Я считаю нужным провести параллель между мыслями Шиллера и мыслями Востока для того, чтобы освободить первые от слишком тесного наряда "эстетизма". Слово "эстетизм" я употребляю как сокращение для выражения "эстетическое мировоззрение". При этом я разумею, стало быть, не тот эстетизм с дурным привкусом эстетизирования или ложной чувствительности, который скорее можно было бы назвать эстетицизмом. Эстетизм не способен разрешить столь серьезной и трудной задачи, как воспитание человека, потому что он всегда уже предполагает как данное то, что еще только надлежит создать, а именно способность любить красоту. Эстетизм прямо-таки мешает углублению проблемы тем, что постоянно отворачивается от всего дурного, безобразного и тяжелого, стремясь к наслаждению, хотя бы и благородному. По этой же причине эстетизм лишен и всякой нравственно мотивирующей силы, потому что он в своей глубокой сущности остается лишь утонченным гедонизмом. Шиллер пытается, правда, внести в эстетизм безусловный нравственный мотив; однако его попытка не удается и остается неубедительной; и притом именно потому, что он, вследствие его эстетической установки, не в состоянии усмотреть, к каким последствиям может привести признание другой стороны человеческой природы. Дело в том, что конфликт, вызываемый таким положением, приводит человека в такое смятение, причиняет ему такое страдание, что благодаря созерцанию прекрасного ему в лучшем случае удается опять вытеснить противоположность, не освобождаясь, однако, от нее, так что восстанавливается прежнее состояние. Для того чтобы помочь человеку освободиться от такого конфликта, нужна не эстетическая, а совершенно иная установка. На это и указывает параллель с идеями Востока. Индийская религиозная философия постигла эту проблему во всей ее глубине и указала на ту категорию средств, которая необходима для разрешения конфликта. А для разрешения его необходима высшая нравственная напряженность, величайшее самоотречение и самопожертвование, глубочайшая религиозная сосредоточенность, настоящая святость.

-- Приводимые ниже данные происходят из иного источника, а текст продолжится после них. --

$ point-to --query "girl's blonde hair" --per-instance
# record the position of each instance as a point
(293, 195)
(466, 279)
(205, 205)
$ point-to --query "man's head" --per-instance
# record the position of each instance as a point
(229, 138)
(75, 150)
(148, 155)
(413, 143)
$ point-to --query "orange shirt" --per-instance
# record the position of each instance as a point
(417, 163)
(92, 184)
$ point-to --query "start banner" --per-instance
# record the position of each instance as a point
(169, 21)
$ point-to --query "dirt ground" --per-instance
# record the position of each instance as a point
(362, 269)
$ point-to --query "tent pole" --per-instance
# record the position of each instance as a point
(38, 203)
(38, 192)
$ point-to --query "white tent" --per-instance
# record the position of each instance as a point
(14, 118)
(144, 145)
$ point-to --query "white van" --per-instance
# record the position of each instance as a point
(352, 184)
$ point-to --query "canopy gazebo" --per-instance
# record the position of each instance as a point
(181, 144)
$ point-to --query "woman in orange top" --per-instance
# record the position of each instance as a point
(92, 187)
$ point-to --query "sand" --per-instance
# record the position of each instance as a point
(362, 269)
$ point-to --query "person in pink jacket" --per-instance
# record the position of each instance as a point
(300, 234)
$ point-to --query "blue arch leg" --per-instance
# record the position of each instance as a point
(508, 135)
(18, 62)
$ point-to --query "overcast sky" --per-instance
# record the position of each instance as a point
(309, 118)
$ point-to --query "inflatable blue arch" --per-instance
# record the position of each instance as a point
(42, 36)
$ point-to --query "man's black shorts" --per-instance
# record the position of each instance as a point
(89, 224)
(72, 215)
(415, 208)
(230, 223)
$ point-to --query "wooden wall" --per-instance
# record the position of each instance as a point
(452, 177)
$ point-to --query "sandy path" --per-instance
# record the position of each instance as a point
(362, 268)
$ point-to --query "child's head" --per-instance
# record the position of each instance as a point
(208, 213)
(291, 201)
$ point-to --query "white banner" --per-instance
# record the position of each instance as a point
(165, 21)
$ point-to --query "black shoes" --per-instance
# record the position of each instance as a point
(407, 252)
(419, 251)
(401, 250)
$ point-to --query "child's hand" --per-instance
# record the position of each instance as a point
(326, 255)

Как известно, Шопенгауэр, несмотря на признание эстетического момента, ярче всего подчеркнул именно эту сторону проблемы. Мы, конечно, отнюдь не должны впадать в заблуждение и думать, будто слова "эстетический", "красота" звучали для Шиллера так же и имели то же значение, как для нас. Я даже считаю себя вправе утверждать, что для Шиллера "красота" была религиозным идеалом. Красота была его религией. Его "эстетическое настроение" можно столь же удачно охарактеризовать как "религиозное благоговение". Не высказываясь в этом смысле и не называя эксплицитно сущность своей проблемы религиозной, Шиллер, однако, интуитивно пришел к религиозной проблеме, правда к религиозной проблеме первобытного характера, которую он в своем исследовании излагает даже довольно подробно, однако не исчерпывая ее и не доводя ее до конца.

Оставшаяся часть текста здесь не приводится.